Il ne cesse d’y repenser. Le comment le travaille plus que le pourquoi. Mais comment cet homme en est-il arrivé là ? Il recommande de le placer dans une unité psychiatrique, mais les juges en décident autrement. Selon une contre-expertise, Stéphane Delabrière n’est pas malade et donc apte à purger sa peine. Derrière les barreaux, l’inévitable se produit : il tue un surveillant. Zagury, dérouté, décide de soigner le trauma par l’a­char­nement au travail. « Méditer sur le mal, c’est progresser dans la connaissance de l’homme et de la vie », songe-t-il. Un dossier en appelle un autre. Au fond du jardin de la maison de Saint-Maurice, dans le Val-de-Marne, ses trois jeunes enfants l’entendent enregistrer ses expertises au dictaphone : « Il découpe le corps, point virgule. »

Zagury est convaincu que Guy Georges n’est pas un malade mental qui agit sous l’emprise d’un délire.

Le 26 mars 1998, à 12 h 45. Après sept années d’enquêtes policières et de psychose collective, Guy Georges, l’homme qui a violé et tué sept femmes entre 1991 et 1997, est arrêté près de la station de métro Blanche, à Paris. La nouvelle fait le tour des médias : le « tueur de l’est parisien » sera bientôt jugé. À moins que les psychiatres n’en décident autrement. En avril, on confie à Daniel Zagury et à quelques autres le soin de trancher. « Là, se dit-il alors, je ne pourrai pas. » Il appréhende la rencontre, mais il commence à le savoir : le criminel ressemble rarement à son crime.

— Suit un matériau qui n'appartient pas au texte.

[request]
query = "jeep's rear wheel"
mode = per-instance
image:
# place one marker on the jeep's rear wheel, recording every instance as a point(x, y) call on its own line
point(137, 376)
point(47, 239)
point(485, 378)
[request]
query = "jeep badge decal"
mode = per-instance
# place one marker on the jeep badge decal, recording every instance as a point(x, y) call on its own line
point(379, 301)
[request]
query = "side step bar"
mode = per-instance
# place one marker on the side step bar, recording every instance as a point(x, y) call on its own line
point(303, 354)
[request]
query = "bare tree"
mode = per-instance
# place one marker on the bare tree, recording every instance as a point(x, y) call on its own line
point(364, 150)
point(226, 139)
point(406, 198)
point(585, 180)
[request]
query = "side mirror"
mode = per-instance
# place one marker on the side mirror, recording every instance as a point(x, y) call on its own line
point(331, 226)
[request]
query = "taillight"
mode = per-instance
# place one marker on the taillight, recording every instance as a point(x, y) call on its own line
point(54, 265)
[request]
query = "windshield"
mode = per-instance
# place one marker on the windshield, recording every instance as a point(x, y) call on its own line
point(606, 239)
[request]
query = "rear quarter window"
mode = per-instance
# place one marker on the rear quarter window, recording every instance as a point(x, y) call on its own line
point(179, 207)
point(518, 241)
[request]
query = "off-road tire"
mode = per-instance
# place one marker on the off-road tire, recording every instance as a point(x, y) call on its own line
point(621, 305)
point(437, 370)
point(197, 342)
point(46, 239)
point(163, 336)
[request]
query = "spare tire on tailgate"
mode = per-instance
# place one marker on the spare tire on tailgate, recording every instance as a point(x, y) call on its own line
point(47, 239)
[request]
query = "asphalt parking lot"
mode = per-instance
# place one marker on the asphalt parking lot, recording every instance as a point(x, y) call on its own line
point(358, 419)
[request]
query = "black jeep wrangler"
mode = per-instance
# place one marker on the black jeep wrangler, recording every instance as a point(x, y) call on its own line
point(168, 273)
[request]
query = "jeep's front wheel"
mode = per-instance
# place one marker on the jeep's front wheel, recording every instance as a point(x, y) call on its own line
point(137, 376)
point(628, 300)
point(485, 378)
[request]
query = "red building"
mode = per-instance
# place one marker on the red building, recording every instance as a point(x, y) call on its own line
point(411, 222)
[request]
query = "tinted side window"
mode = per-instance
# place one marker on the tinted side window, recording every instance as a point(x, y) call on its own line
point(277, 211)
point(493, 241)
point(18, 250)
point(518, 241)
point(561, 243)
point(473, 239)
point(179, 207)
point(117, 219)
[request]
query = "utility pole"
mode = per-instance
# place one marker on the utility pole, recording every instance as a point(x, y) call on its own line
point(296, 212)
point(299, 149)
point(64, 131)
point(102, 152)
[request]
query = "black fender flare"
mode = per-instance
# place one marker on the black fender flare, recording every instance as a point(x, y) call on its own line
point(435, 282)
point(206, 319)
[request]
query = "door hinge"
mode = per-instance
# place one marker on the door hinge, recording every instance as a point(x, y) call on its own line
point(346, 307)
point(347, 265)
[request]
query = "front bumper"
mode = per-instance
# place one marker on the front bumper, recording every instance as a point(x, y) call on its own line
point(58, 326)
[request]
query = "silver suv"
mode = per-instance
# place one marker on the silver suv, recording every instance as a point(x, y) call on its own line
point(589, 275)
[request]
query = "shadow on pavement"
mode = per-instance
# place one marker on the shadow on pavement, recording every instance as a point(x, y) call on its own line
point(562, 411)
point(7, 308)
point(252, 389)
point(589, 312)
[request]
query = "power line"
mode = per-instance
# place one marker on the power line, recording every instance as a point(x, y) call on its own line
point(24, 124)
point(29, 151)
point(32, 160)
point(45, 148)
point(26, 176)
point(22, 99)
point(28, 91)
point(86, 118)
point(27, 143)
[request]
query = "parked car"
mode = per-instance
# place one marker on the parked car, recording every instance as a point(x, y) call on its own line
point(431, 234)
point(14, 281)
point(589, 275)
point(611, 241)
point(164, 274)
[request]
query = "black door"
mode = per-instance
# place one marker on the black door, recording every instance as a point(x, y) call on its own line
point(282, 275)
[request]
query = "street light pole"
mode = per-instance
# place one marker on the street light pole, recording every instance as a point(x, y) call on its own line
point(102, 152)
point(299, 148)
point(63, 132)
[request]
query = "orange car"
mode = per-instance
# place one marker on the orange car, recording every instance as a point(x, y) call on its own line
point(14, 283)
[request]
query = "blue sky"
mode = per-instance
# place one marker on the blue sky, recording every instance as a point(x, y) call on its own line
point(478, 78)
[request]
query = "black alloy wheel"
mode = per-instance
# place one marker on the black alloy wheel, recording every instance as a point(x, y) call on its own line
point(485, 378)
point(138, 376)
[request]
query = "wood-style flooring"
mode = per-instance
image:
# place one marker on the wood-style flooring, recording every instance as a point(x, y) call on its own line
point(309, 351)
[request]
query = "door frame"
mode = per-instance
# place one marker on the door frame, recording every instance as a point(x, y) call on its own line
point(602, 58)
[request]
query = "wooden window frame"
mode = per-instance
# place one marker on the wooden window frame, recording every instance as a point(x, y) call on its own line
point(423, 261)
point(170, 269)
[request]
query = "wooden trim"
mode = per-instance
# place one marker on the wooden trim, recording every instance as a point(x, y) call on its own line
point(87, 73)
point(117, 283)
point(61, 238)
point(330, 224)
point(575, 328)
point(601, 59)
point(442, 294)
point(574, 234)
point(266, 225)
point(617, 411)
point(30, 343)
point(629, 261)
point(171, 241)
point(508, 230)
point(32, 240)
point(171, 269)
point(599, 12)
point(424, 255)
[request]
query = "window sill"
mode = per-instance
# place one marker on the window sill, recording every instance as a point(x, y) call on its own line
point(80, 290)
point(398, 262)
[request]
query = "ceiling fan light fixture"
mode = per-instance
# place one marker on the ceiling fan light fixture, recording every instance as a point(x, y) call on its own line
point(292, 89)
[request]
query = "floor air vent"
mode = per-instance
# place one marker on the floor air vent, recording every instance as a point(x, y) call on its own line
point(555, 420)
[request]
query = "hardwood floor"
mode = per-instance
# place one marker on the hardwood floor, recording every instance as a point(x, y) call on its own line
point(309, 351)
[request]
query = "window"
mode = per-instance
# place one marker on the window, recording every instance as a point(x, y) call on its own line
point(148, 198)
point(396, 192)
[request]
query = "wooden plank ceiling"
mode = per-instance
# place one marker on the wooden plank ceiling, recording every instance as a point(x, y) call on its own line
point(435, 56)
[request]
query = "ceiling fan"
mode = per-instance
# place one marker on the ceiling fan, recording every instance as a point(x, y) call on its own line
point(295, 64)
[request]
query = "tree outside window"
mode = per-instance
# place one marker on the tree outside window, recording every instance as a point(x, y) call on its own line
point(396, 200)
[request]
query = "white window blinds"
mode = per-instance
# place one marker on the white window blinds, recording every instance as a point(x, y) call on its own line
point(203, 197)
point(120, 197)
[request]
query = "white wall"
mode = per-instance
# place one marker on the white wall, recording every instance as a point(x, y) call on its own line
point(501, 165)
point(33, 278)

À la prison de la Santé, Zagury comprend que Guy Georges portait le nom de sa mère, « Rampillon », jusqu’à l’âge de 6 ans.

« Comme le joueur du Football Club de Nantes ?

– Ah, vous vous intéressez au foot ! »

Le docteur et le tueur refont le match de la veille. Guy Georges se montre affable et courtois. Il parle de son enfance. Abandon précoce, famille d’accueil, placement en foyers… Puis l’échec scolaire, la petite délinquance, l’alcool, la drogue, le déséquilibre, la violence et le chaos. Derrière la haine de la société, Daniel Zagury entrevoit la faille de l’enfant dont personne n’a voulu. Quand il évoque sa mère biologique, Guy Georges assure ne rien ressentir. « C’est une étrangère. » Le psychiatre note. Le tueur utilise le même terme pour parler de ses victimes. « Pourquoi voulez-vous que j’éprouve des sentiments alors que je ne les connais pas ? » Que ressent-il pendant qu’il commet le crime ? « C’est un peu comme être le boss, c’est le fait d’être écouté, de faire sa loi… » Zagury en est convaincu : l’être en face de lui n’est pas un malade mental qui agit sous l’emprise d’un délire.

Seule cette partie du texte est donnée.